Many cryptocurrencies with large market caps saw their prices essentially halved at the low point of the day

Ramy Caspi
Read +
Follow Us

Most major digital currencies sold off sharply on Tuesday, but the declines in bitcoin slumped by 15 percent to drop below $12,000 for the first time since December 4. Ethereum, meanwhile, fell by over 20 percent to hover above $1,000, Litecoin was down 19 percent and Ripple is down 33 percent to $1.23 at the time of writing.

Prices weren't as bad as much of the rest of the market; Iota for example was down 27 percent while Monero was down 22 percent as of 8:51 a.m. HK/SIN.

Investors were spooked by fears regulators might clamp down on an asset whose value has skyrocketed in the past year.

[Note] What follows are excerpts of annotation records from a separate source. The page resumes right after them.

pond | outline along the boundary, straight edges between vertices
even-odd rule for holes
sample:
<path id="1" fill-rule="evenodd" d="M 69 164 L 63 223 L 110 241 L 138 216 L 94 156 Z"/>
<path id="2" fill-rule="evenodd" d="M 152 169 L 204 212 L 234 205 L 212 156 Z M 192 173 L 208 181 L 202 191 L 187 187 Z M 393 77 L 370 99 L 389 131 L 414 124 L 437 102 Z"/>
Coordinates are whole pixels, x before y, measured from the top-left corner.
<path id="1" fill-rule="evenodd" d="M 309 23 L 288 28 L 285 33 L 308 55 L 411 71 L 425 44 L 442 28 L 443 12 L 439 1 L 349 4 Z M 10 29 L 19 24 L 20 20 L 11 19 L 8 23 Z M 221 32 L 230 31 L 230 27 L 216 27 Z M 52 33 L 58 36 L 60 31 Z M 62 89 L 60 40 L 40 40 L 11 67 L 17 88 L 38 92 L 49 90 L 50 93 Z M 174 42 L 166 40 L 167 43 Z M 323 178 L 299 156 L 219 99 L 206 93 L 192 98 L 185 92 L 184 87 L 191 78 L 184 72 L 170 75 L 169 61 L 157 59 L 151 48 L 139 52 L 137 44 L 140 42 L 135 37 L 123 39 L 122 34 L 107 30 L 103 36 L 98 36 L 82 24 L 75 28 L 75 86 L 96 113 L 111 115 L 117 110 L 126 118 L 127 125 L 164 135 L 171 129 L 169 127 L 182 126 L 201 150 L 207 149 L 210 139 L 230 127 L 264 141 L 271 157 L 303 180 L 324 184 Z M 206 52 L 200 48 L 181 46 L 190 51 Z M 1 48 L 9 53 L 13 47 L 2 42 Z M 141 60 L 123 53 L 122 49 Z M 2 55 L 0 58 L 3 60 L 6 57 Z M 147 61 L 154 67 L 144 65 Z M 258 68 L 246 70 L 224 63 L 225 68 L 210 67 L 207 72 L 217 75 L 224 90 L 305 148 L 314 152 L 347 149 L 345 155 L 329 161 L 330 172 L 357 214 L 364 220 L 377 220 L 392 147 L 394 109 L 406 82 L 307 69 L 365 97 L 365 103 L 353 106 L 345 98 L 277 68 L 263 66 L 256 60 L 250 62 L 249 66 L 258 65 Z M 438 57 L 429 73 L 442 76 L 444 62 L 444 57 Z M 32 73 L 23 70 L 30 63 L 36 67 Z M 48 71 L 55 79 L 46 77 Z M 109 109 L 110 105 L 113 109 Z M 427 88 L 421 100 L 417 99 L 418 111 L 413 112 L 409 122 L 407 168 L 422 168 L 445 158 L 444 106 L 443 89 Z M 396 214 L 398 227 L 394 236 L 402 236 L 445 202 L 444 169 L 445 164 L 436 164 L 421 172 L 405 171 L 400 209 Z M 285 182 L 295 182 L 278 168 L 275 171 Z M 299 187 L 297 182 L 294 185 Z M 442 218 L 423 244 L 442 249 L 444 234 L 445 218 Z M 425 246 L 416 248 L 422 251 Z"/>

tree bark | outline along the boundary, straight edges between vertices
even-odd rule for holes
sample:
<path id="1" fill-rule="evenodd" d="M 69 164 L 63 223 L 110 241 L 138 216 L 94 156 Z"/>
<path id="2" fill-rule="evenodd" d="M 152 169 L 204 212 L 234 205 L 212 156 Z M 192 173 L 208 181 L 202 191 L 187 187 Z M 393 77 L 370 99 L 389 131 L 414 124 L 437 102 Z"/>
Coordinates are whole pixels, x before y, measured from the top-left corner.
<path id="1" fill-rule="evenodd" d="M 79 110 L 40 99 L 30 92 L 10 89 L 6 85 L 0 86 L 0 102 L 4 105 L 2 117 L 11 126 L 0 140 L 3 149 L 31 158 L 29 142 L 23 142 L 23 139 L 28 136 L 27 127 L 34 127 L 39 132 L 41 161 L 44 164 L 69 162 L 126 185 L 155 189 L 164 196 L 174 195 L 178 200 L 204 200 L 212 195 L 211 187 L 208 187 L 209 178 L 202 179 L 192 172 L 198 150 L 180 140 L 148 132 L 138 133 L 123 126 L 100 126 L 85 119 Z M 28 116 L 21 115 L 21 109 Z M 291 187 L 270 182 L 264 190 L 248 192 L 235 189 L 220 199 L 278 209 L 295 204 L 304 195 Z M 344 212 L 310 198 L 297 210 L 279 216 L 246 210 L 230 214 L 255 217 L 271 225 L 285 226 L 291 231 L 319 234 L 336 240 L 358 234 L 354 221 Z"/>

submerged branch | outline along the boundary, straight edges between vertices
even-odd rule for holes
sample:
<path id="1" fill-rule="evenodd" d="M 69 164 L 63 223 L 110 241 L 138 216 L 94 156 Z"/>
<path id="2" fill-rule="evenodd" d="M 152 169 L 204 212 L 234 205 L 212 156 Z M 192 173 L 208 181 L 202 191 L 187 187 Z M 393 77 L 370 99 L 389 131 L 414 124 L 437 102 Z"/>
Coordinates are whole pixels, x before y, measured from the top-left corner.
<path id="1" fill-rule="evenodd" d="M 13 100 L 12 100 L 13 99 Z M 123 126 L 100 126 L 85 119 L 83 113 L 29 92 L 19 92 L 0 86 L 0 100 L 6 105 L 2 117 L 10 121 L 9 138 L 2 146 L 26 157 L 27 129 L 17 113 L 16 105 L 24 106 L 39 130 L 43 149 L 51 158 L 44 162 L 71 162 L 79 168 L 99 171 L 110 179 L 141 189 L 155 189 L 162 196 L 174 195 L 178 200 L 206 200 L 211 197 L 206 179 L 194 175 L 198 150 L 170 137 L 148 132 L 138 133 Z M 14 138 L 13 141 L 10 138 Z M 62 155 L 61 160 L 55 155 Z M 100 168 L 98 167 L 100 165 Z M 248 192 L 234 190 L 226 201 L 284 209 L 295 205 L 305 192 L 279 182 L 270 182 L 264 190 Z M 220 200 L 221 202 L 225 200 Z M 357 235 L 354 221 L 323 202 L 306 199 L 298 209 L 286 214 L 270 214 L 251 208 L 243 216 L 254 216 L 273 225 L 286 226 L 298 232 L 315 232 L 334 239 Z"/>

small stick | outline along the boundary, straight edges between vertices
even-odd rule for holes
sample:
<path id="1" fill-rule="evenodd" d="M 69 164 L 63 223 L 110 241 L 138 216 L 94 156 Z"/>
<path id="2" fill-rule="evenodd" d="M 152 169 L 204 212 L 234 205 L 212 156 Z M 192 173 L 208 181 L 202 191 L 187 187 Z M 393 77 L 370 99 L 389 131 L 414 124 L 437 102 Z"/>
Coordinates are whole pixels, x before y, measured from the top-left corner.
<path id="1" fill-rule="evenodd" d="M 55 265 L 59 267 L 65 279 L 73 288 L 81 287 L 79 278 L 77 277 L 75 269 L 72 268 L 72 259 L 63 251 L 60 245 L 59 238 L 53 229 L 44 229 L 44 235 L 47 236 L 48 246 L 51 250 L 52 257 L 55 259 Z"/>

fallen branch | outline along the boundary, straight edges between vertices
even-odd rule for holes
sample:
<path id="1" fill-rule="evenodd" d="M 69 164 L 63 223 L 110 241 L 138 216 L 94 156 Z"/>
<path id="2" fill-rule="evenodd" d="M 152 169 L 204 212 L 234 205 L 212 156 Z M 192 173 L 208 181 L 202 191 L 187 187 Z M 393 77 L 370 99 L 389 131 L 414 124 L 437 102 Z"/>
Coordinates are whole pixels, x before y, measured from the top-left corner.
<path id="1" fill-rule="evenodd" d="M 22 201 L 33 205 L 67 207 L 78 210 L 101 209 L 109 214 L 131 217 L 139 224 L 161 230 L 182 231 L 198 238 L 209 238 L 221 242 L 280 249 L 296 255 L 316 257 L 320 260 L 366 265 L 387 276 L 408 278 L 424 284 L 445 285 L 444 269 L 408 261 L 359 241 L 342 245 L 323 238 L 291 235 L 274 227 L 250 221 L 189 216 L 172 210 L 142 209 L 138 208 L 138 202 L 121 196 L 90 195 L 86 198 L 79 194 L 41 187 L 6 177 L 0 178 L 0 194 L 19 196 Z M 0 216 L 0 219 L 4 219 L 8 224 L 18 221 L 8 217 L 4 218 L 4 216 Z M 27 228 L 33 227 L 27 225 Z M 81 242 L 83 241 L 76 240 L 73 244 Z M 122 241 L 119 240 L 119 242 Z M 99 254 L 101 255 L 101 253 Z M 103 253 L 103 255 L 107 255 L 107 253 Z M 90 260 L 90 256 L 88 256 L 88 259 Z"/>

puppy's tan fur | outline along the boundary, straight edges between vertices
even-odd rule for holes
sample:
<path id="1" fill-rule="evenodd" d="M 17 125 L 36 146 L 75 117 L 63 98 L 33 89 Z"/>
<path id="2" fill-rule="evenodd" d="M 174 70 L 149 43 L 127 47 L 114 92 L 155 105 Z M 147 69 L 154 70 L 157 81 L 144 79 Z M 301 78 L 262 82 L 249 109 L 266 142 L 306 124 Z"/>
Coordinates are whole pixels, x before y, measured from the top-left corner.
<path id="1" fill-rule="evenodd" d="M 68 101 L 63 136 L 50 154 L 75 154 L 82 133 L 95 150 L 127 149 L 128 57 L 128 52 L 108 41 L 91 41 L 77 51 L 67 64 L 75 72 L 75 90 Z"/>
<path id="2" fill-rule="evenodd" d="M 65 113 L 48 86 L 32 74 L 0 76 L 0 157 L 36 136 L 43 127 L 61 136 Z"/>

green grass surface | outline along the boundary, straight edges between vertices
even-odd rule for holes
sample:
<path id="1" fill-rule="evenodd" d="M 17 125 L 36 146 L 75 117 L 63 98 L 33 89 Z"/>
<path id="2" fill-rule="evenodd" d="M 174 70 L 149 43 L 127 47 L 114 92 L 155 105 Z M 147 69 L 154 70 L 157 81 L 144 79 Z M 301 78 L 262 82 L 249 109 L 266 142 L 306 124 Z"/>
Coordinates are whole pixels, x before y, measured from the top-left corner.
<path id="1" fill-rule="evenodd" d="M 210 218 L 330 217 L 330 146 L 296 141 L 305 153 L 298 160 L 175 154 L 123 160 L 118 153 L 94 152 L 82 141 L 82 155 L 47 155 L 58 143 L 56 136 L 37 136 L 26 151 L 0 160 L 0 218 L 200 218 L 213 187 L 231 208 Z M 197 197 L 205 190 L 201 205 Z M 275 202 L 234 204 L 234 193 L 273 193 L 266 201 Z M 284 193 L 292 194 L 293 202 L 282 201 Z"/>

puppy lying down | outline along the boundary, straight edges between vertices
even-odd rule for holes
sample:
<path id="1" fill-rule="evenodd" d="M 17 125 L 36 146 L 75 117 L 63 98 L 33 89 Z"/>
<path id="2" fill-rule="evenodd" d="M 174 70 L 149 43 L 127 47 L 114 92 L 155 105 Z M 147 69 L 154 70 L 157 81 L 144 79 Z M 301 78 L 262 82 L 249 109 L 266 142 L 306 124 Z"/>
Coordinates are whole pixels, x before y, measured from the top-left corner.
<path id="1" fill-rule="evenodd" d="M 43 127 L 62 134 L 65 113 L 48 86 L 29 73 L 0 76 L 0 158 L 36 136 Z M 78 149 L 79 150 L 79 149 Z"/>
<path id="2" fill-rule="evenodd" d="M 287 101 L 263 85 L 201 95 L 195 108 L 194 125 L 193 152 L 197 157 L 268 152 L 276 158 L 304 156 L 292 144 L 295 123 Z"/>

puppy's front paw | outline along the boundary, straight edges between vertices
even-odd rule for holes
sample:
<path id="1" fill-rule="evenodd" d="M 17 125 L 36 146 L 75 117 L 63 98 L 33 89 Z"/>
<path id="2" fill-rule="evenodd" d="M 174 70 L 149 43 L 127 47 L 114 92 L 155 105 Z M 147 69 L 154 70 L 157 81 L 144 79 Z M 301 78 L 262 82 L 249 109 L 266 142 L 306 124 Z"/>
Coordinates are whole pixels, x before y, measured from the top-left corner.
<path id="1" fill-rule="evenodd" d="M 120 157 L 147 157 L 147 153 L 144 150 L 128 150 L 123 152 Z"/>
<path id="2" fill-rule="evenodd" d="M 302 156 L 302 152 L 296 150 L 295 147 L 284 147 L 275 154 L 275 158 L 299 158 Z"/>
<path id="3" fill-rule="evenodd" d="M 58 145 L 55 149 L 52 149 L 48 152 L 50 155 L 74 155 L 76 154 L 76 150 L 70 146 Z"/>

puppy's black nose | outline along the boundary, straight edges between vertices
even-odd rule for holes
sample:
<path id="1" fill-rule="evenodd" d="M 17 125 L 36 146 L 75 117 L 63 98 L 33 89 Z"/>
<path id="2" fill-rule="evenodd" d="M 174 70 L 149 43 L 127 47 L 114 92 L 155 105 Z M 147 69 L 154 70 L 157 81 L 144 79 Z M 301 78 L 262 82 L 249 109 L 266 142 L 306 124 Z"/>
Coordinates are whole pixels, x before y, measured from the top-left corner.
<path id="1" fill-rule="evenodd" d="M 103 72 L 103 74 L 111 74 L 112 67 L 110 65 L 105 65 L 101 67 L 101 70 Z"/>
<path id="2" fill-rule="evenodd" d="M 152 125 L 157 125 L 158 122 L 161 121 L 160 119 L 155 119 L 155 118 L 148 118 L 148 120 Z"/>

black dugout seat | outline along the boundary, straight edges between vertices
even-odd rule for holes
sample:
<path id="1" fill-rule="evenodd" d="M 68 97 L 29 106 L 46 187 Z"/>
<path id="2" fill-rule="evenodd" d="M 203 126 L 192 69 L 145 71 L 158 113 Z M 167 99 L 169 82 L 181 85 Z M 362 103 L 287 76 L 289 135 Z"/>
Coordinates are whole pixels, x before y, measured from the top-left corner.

Cryptocurrencies have slid sharply this week after reports South Korea and China could ban trading, sparking worries of a wider regulatory crackdown.

In a post published by Reuters, Shuhei Fujise, chief analyst at Alt Design said that, “Cryptocurrencies could be capped in the current quarter ahead of G20 meeting in March, where policymakers could discuss tighter regulations,” while in a post by Bloomberg Steven Englander, head of research and strategy with Rafiki Capital said, "Cryptocurrency holders are trying to decide whether to abandon Bitcoin. The dilemma is that once you stop pricing Bitcoin and its derivatives as new assets that will head to the moon, the pricing model is more conventional and much less breathtaking.”

Speculators across the globe are struggling to determine when or how market watchdogs may rein in an industry that’s decentralized and derives much of its value from anonymous ownership. Many assertions that digital coins represent a bubble have triggered double-digit selloffs over the past year, only to be followed by rebounds.

South Korea said on Monday that its plans to ban virtual coin exchanges had not yet been finalized as government agencies were still in talks to decide how to regulate the market.

“The plan to ban cryptocurrency exchanges, recently mentioned by the nation’s justice minister, is one measure in talks to curb speculative investments, which the government will carry on with enough discussion for before finalizing the decision,” an official at the Office for Government Policy Coordination told a news conference.

China, meanwhile, is set to escalate its clampdown on cryptocurrency trading, targeting online platforms and mobile apps that offer exchange-like services, according to people familiar with the matter.